Taste of new China in a great big Bowl
China, the sleeping giant of classical music, is slowly stirring. We don’t yet know how or when, but a huge country’s huge appetite for Western music will inevitably have a huge effect. The eyes, ears and corporate checkbooks of the West increasingly angle East. The Olympic Games next month will include a grandly scaled arts festival headed by a French-trained vanguard classical composer, Chen Qigang.
China’s growing influence on music could certainly be felt at the Hollywood Bowl on Thursday night. The country’s first superstar pianist, Lang Lang, played Tchaikovsky’s First Piano Concerto and drew an audience of nearly 14,000, which is likely to be the largest for a weekday Los Angeles Philharmonic concert this summer.
Also on the program were excerpts from Tan Dun’s “Crouching Tiger Concerto,” based on his Academy Award-winning score for “Crouching Tiger, Hidden Dragon.” Taiwan-born Ben Hong, the Philharmonic’s assistant principal cellist, was the soloist. Conductor Long Yu, who founded the China Philharmonic in 2000 and who runs the Beijing Music Festival, made his local debut.

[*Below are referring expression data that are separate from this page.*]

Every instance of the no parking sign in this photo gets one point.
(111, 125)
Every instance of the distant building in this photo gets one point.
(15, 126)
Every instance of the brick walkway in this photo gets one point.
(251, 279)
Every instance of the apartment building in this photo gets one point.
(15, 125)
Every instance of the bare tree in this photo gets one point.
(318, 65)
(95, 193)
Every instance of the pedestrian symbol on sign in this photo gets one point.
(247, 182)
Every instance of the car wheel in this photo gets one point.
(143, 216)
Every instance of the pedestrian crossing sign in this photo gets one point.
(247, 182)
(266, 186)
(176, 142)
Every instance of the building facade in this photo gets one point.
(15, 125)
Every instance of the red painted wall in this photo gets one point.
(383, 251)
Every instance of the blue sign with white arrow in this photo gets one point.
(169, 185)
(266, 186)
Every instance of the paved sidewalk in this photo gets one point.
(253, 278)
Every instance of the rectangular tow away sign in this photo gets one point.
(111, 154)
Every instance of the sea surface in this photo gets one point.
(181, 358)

But amid this and other such cross-cultural exchanges, all is not peace and grace. One hears, again and again, the same complaints about Lang Lang and Tan -- that two supremely gifted musicians have succumbed big-time to celebrity. And both do manage to frustrate even those of us who admire them enormously.
A natural-born composer, Tan can be captivatingly all-embracing, absorbing styles from East and West and techniques from both ends of the avant-garde/schlock spectrum. Unfortunately, he can go too far. If “One World, One Dream,” which he composed for pop tenor Andrea Bocelli, becomes the official song of the Beijing Olympics, Tan’s reputation is sure to sink further.
Just as often, though, Tan gets the balance right, as he did in “Crouching Tiger.”
The alluring score for Ang Lee’s poetic martial arts film is the unseen force that lifts the aerial swordsmen and swordswomen to the clouds. A solo cello -- the part was written for Yo-Yo Ma -- dominates.
The concerto develops the film score’s themes, and its six movements correspond to sections of the movie. Lee has edited outtakes as video accompaniment. Those weren’t used at the Bowl, and only four of the six movements were included. Still, this was 26 minutes of really enchanting music played really well. The amplification was cranked up high yet without distortion, and the Bowl was magically bathed in Hong’s bold, gorgeous tone.
The amplification was a blessing as well for the percussion, of which Tan is a master. Drums delightfully ricocheted all over the place.
Lang Lang, for his part, was in excellent form. Five years ago, he recorded Tchaikovsky’s concerto with Daniel Barenboim and the Chicago Symphony. Tempos were slow, which allowed a 20-year-old prodigy all manner of room for flamboyance. I was always fascinated by that disc, although I just lost my taste for it reading the pianist’s frivolous new autobiography, “Journey of a Thousand Miles”: Not long after that gloriously over-the-top performance in Chicago, Lang Lang took in a Britney Spears concert. “The special effects were brilliant,” he writes, “the dancers gorgeous, and Britney super-sexy.”
The Bowl performance was less lurid than the recording, but Lang Lang is still plenty ostentatious. He has also shaved more than four minutes off the timing. Long Yu is not a showy interpreter and capably beat time, sometimes fast and sometimes slow. Lang Lang pretty much let his fingers do the work.
Those fingers, of course, amaze. His technique is second to none in the speed-and-glitter department. His exuberance turns listeners on. Like Tan, he is a natural. He can still overdo lyrical passages, but the playing was lovely nonetheless. I would have liked a conductor who brought a tad more of a Russian feel to the orchestra, but Long Yu was more straight man for a keyboard star.
The concert began with a popular Chinese melody, “Moon Reflected on the Erquan Fountain,” arranged for swooping strings.
The evening ended with an encore, Chopin’s “Grand Polonaise Brillante” for piano and orchestra, accompanied by fireworks. Fireworks need something grander, and so did Lang Lang for an encore. But no matter. Pyrotechnics are old China. Flashy fingers and flashy feet (Adidas has just put on the market a black-and-gold Lang Lang Gazelle sneaker) dazzle more in the new China.